In Bennett, the Court held that the statements relied upon by the Plaintiffs were not contractual promises but rather were merely descriptions of the retirement benefits available from time to time. The Court distinguished between representations and promises and found that the various statements about the future benefits fell short of having contractual force. The Court further found that many of the statements were made well after the Plaintiffs were hired and often when they were close to retirement. As such, the Plaintiffs’ continued employment and service did not provide any new or good consideration for the “promise” of benefits in retirement.
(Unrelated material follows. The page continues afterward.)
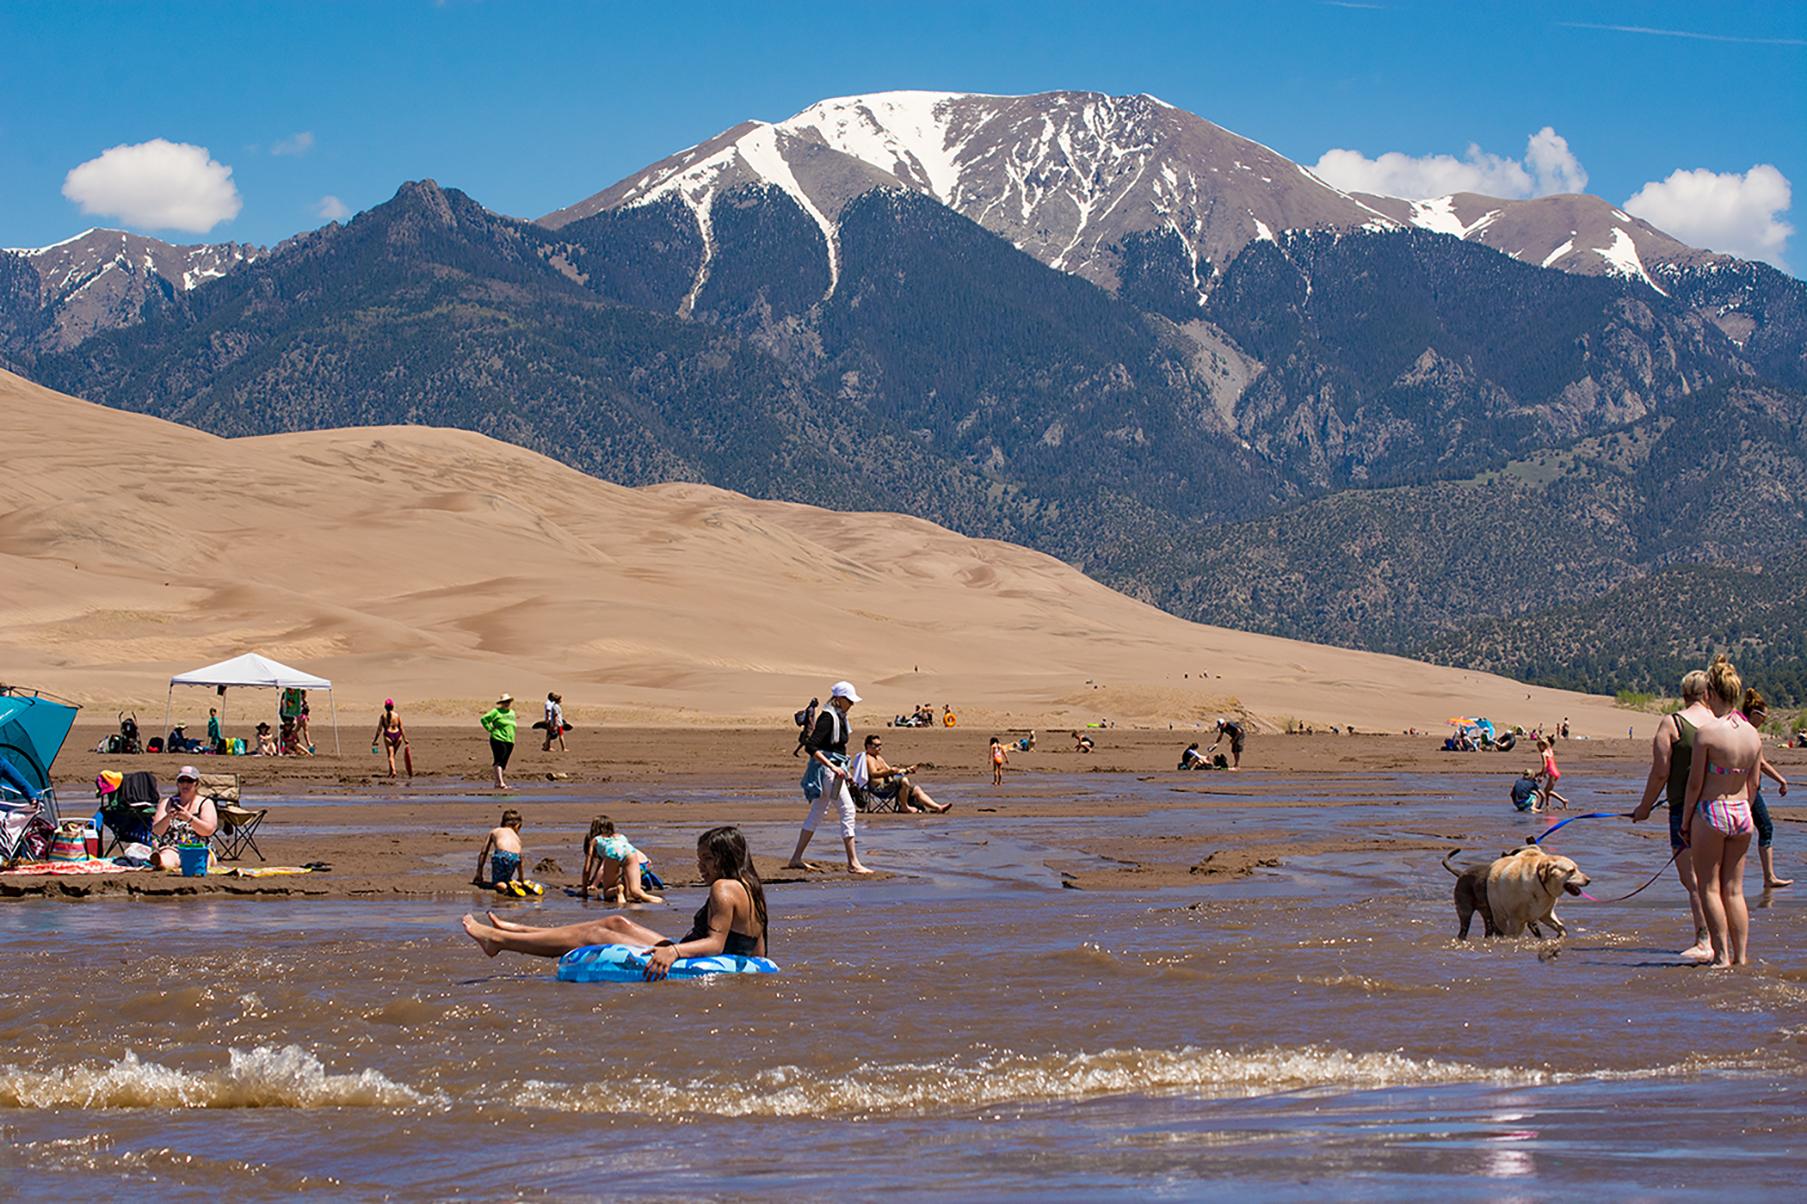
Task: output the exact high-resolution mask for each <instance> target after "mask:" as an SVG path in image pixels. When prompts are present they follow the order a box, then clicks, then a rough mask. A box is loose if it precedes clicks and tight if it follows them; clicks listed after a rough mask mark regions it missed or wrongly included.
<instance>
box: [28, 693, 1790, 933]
mask: <svg viewBox="0 0 1807 1204" xmlns="http://www.w3.org/2000/svg"><path fill="white" fill-rule="evenodd" d="M103 732H105V729H101V727H98V725H81V727H78V729H76V730H74V732H72V736H70V741H69V745H67V747H65V750H63V756H61V757H60V759H58V765H56V770H58V772H56V777H58V783H60V790H61V794H63V799H65V814H69V815H80V814H85V812H87V804H89V790H87V783H90V781H92V777H94V774H96V772H98V770H99V768H121V767H123V768H146V770H152V772H155V774H157V776H159V779H163V781H166V783H173V776H175V770H177V767H179V765H181V759H177V757H163V756H141V757H116V756H101V754H96V752H92V747H94V743H96V741H98V739H99V736H101V734H103ZM884 736H885V752H887V756H889V757H891V759H893V761H894V763H920V765H922V767H923V768H922V772H920V774H918V777H920V779H922V781H923V783H925V785H927V786H929V788H931V790H932V792H934V794H936V795H938V797H940V799H941V801H950V803H954V812H952V814H950V815H947V817H918V815H871V817H862V821H860V823H862V832H864V833H871V835H876V837H882V835H884V833H885V832H887V830H893V828H898V826H909V828H931V830H934V828H947V830H950V832H952V830H963V832H972V830H988V828H992V826H994V824H996V823H1001V821H1016V819H1032V817H1052V819H1059V817H1075V819H1095V817H1100V815H1104V817H1108V815H1144V814H1147V812H1151V810H1158V808H1182V810H1185V812H1187V814H1189V815H1191V817H1193V819H1194V821H1198V819H1203V821H1205V828H1203V832H1202V833H1200V835H1196V837H1189V839H1185V841H1178V839H1175V841H1128V842H1126V841H1124V839H1120V837H1106V839H1100V837H1097V835H1095V833H1084V832H1081V830H1079V824H1075V826H1073V828H1075V830H1073V835H1072V839H1063V841H1061V848H1057V850H1055V851H1052V853H1050V857H1048V859H1046V866H1048V868H1050V870H1055V871H1059V873H1061V877H1063V880H1064V882H1066V884H1068V886H1073V888H1081V889H1147V888H1162V886H1178V884H1187V882H1212V880H1223V879H1234V877H1243V875H1247V873H1252V871H1256V870H1259V868H1267V866H1278V864H1285V861H1287V859H1292V857H1303V855H1315V853H1326V851H1381V850H1400V848H1409V850H1424V851H1426V853H1429V851H1438V855H1440V851H1442V850H1447V848H1449V846H1451V844H1460V842H1462V841H1464V835H1465V833H1467V832H1469V826H1467V824H1469V823H1471V821H1473V817H1471V815H1451V819H1449V823H1447V826H1438V830H1437V832H1417V833H1400V832H1375V835H1373V839H1372V841H1355V842H1350V841H1341V842H1337V844H1335V848H1330V846H1321V844H1323V842H1314V841H1310V839H1297V837H1296V835H1294V833H1290V832H1288V812H1294V808H1297V806H1299V803H1297V801H1296V797H1297V792H1299V788H1301V783H1306V785H1310V790H1312V792H1314V794H1312V803H1310V806H1337V804H1359V803H1373V801H1375V799H1377V797H1386V795H1390V794H1397V792H1399V790H1400V786H1399V783H1397V781H1395V779H1397V777H1404V779H1408V781H1409V779H1411V777H1413V776H1455V777H1462V779H1471V783H1473V785H1471V786H1464V790H1465V792H1467V794H1471V795H1473V797H1475V801H1476V806H1478V808H1482V810H1480V812H1478V814H1482V815H1485V814H1487V808H1498V810H1500V812H1502V814H1503V812H1509V804H1507V803H1505V790H1507V786H1509V783H1511V777H1512V776H1516V774H1518V772H1520V770H1521V768H1525V767H1529V765H1531V761H1529V757H1527V756H1523V754H1521V752H1516V754H1446V752H1438V750H1437V741H1435V739H1433V738H1404V736H1355V738H1350V736H1269V738H1252V739H1250V741H1249V750H1247V754H1245V768H1243V772H1240V774H1227V772H1198V774H1178V772H1175V768H1173V767H1175V763H1176V759H1178V752H1180V748H1184V747H1185V743H1189V741H1191V739H1194V738H1196V736H1194V734H1187V732H1149V730H1106V732H1097V734H1095V738H1097V741H1099V748H1097V752H1093V754H1091V756H1081V754H1075V752H1072V750H1070V741H1068V739H1066V738H1064V734H1061V738H1059V739H1055V738H1052V736H1050V738H1048V739H1043V741H1041V743H1039V747H1037V748H1035V750H1034V752H1028V754H1014V756H1012V765H1010V774H1008V777H1006V783H1005V786H1003V788H994V786H992V785H990V781H988V774H987V770H985V765H983V752H985V736H979V734H976V732H965V730H956V732H947V730H900V729H885V730H884ZM365 738H367V734H365V732H360V734H358V738H356V739H358V741H360V743H358V748H356V752H354V754H351V756H345V757H331V756H322V757H284V759H266V757H188V759H192V761H195V763H197V765H201V768H202V770H204V772H237V774H239V776H240V785H242V790H244V797H246V803H248V804H249V806H269V808H271V814H269V817H267V819H266V824H264V828H262V835H260V837H258V844H260V848H262V851H264V855H266V862H264V864H302V862H311V861H323V862H329V864H331V866H332V871H331V873H314V875H298V877H276V879H229V877H206V879H183V877H177V875H164V873H125V875H96V877H16V875H7V877H0V898H7V897H54V898H90V897H108V895H141V897H184V895H231V897H249V898H258V897H262V898H293V897H323V898H394V897H421V895H434V897H437V895H457V897H464V898H468V900H470V904H472V906H479V904H482V902H484V900H486V898H490V895H488V893H484V891H477V889H473V888H472V884H470V877H472V871H473V870H475V862H477V848H479V844H481V841H482V833H484V832H486V830H488V828H490V826H493V824H495V821H497V817H499V815H501V810H502V808H504V806H515V808H519V810H520V812H522V814H524V817H526V828H524V842H526V848H528V864H529V871H531V875H533V877H537V879H538V880H542V882H544V884H546V886H548V893H549V895H553V897H557V895H558V893H562V891H564V889H566V888H575V884H576V877H578V870H580V864H582V859H580V851H578V850H580V841H582V833H584V830H585V828H587V823H589V819H591V817H593V815H596V814H598V812H602V810H605V812H607V814H609V815H611V817H614V819H616V823H618V824H622V828H623V830H625V832H629V833H632V835H634V837H636V841H638V842H640V844H641V848H645V851H647V853H649V855H651V857H652V861H654V864H656V866H658V868H660V871H661V873H663V875H665V879H667V880H669V882H670V884H672V886H681V884H688V882H690V880H692V879H694V861H692V850H690V848H688V846H687V835H688V833H696V832H701V830H703V828H707V826H712V824H721V823H763V824H782V826H790V824H795V823H797V821H799V819H801V815H802V804H801V801H797V795H795V790H793V786H795V779H797V776H799V774H801V765H802V763H801V759H795V757H791V756H790V743H788V741H786V736H784V732H773V730H746V729H728V730H719V732H708V730H699V729H613V727H605V729H593V730H582V732H573V734H571V738H569V741H567V743H569V752H566V754H558V752H551V754H548V752H542V750H540V747H538V741H533V743H526V741H522V743H520V745H517V752H515V757H513V763H511V767H510V779H511V785H515V792H513V794H510V795H502V794H497V792H495V790H493V788H490V786H488V783H486V777H488V747H486V745H484V741H482V734H481V730H477V729H475V727H468V729H466V727H455V729H454V727H417V729H412V741H414V754H416V768H417V770H419V777H416V781H414V783H407V781H396V783H390V781H389V779H387V776H383V761H381V757H372V756H370V754H369V745H363V743H361V741H363V739H365ZM1203 743H1207V745H1209V739H1205V741H1203ZM1644 756H1646V747H1644V745H1643V741H1624V739H1617V741H1570V743H1568V745H1565V747H1563V750H1561V763H1563V770H1565V781H1570V783H1578V785H1581V786H1590V785H1594V783H1599V781H1601V779H1612V781H1614V783H1615V785H1614V790H1615V792H1623V790H1624V785H1623V783H1626V781H1635V779H1637V777H1639V776H1641V772H1643V767H1644ZM1773 757H1774V761H1776V763H1778V765H1780V767H1782V768H1784V772H1785V774H1789V772H1798V770H1802V768H1807V754H1802V752H1776V754H1773ZM1791 765H1793V767H1794V770H1791V768H1789V767H1791ZM1075 774H1082V776H1084V777H1082V779H1079V781H1082V783H1084V786H1086V792H1088V797H1084V799H1082V801H1081V799H1075V797H1073V788H1072V783H1073V781H1075V779H1073V777H1072V776H1075ZM1368 779H1372V781H1368ZM1119 785H1122V786H1124V788H1122V790H1119ZM1131 786H1133V788H1137V790H1135V794H1137V797H1129V788H1131ZM717 788H719V792H721V794H719V799H716V797H710V794H712V792H714V790H717ZM1406 788H1409V786H1406ZM1113 792H1115V794H1119V795H1122V797H1113ZM674 794H676V795H683V797H681V799H672V795H674ZM750 795H755V797H750ZM1614 797H1615V806H1626V808H1628V806H1630V801H1624V799H1621V797H1617V795H1614ZM286 799H287V801H289V804H287V806H286V804H284V801H286ZM1773 803H1780V801H1773ZM1247 808H1261V810H1263V812H1267V810H1269V808H1270V815H1272V823H1269V824H1263V830H1259V832H1252V833H1250V832H1240V833H1238V835H1236V837H1234V839H1227V835H1225V833H1212V832H1211V828H1209V817H1211V815H1212V814H1222V815H1223V817H1225V826H1227V819H1229V817H1231V815H1234V814H1240V812H1245V810H1247ZM1774 810H1776V812H1778V821H1782V823H1787V821H1789V819H1793V817H1791V815H1789V808H1787V806H1785V804H1784V806H1778V808H1774ZM829 835H831V833H824V835H819V839H817V844H815V846H813V848H811V861H815V862H817V864H820V866H824V870H822V871H820V873H810V875H797V873H793V871H786V870H782V868H781V866H782V861H784V855H786V853H788V848H782V850H781V848H770V846H764V848H755V853H757V862H759V870H761V873H763V875H766V879H768V880H770V882H772V884H775V886H790V884H801V882H831V880H844V875H842V871H840V868H838V866H840V859H838V844H837V842H835V841H833V839H829ZM1652 835H1657V832H1655V828H1652ZM1784 844H1785V846H1791V844H1793V841H1785V842H1784ZM1785 853H1787V857H1789V859H1793V857H1794V848H1785ZM544 859H551V864H544ZM242 864H248V866H255V864H260V862H257V861H255V859H248V861H246V862H242ZM542 864H544V868H538V870H531V868H533V866H542ZM876 864H878V868H880V870H882V868H884V862H882V859H878V862H876ZM1789 864H1793V861H1789Z"/></svg>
The Lacey decision is currently under appeal and it remains to be seen whether the Court of Appeal will apply a similar analysis as that employed in Bennett and overturn the decision. In the meantime, notwithstanding the different result in the two decisions, certain common lessons can be drawn for employers who are considering the future of their retiree benefit programs:
- If retiree benefits vest or become guaranteed, they do so at the date of retirement so employers are generally free to make changes prospectively to the benefits for future retirees (subject to any employment law concerns about alteration of existing employment contracts); and
- The ability to change benefits for current retirees will depend in large part about how the benefits have been implemented and communicated to employees and retirees over time. Employers will be in a stronger position if they have made it clear in relevant communications that they reserve the right to change the benefits.
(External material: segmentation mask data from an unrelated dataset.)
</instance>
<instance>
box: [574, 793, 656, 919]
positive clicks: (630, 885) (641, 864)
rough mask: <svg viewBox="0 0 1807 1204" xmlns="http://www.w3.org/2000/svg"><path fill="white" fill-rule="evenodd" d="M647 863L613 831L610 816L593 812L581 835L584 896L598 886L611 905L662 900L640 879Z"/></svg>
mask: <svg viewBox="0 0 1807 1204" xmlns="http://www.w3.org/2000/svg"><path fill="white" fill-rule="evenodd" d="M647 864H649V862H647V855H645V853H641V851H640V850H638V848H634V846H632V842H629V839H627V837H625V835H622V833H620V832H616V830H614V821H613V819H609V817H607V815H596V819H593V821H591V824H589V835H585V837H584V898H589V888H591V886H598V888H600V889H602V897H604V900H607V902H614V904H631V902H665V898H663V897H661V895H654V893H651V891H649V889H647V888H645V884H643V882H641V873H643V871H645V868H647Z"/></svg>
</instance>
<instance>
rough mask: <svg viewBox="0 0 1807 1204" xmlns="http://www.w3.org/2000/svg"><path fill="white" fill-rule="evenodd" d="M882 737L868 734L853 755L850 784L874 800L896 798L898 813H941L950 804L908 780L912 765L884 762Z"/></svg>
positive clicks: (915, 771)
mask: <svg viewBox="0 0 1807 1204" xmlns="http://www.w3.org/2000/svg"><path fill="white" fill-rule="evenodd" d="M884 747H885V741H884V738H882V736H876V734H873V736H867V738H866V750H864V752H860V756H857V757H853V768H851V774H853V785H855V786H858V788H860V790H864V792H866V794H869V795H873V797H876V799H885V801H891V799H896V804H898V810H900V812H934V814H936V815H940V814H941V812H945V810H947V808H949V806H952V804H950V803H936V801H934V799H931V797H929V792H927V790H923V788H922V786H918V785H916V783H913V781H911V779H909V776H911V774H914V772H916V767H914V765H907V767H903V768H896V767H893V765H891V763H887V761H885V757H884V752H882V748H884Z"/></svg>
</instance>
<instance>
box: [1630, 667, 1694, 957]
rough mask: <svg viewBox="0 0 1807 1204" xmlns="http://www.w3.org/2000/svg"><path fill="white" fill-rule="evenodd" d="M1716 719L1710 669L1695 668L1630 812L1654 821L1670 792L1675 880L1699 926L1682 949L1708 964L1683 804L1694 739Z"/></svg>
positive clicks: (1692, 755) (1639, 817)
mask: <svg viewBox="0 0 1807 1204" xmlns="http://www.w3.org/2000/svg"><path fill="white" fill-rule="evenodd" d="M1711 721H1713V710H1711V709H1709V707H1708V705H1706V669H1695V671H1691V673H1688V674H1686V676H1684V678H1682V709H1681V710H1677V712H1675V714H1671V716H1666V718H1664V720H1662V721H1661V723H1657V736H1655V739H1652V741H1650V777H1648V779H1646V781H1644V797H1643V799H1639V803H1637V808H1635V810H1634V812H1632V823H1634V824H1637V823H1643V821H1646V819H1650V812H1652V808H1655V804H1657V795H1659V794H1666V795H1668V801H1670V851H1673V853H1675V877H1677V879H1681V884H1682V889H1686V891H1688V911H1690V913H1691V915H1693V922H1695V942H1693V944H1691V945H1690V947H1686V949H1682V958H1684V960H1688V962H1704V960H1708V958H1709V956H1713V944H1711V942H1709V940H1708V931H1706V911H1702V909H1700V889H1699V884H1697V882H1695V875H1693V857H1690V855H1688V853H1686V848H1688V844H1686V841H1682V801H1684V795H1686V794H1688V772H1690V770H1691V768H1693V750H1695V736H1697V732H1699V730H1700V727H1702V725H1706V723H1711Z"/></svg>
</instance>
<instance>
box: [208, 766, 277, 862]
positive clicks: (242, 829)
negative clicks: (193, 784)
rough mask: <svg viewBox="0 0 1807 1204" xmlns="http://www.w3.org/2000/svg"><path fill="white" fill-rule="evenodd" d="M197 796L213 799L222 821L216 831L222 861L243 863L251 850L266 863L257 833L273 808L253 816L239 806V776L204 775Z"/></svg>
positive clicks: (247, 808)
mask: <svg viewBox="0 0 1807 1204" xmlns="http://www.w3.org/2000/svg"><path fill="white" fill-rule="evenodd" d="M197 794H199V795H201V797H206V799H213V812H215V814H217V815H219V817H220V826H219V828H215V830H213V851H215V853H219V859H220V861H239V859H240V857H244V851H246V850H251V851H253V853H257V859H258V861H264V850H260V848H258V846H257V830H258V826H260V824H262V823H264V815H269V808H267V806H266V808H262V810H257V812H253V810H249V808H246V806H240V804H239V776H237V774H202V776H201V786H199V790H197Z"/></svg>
One issue that forms an undercurrent to both the Lacey and Bennett decisions, but is not addressed by the courts in any detail, is the significantly changed circumstances that exist today from when many of the retirement promises in issue were made. For example, all of the Plaintiffs in Lacey worked in and retired from the forest industry at a time when that industry was flourishing and when companies operating in the industry were well able to afford generous benefit packages for their retirees. At the same time, the cost of those benefit packages was relatively small. Those days are long gone. Today, the B.C. forest industry has been ravaged by the economy and many companies in the industry simply cannot afford to maintain the existing retiree benefit plans. If they are held to promises or representations made in the past (often by predecessor companies) under very different circumstances, their economic viability may be threatened.
Because retiree health benefits are not paid out of accumulated assets like pension benefits, but rather are funded by current operating revenues, any threat to the viability of the employer company is in effect also a threat to the long term viability and security of the benefits. Accordingly, in many instances, retirees would be better served by working with their former employers to achieve some form of compromise that would permit the employer to realize some cost savings while at the same time maintaining a reasonable level of benefit coverage. If retirees insist however on compelling the employer to maintain historical benefit levels, they do so to the prejudice of current employees and ultimately to their potential prejudice as well.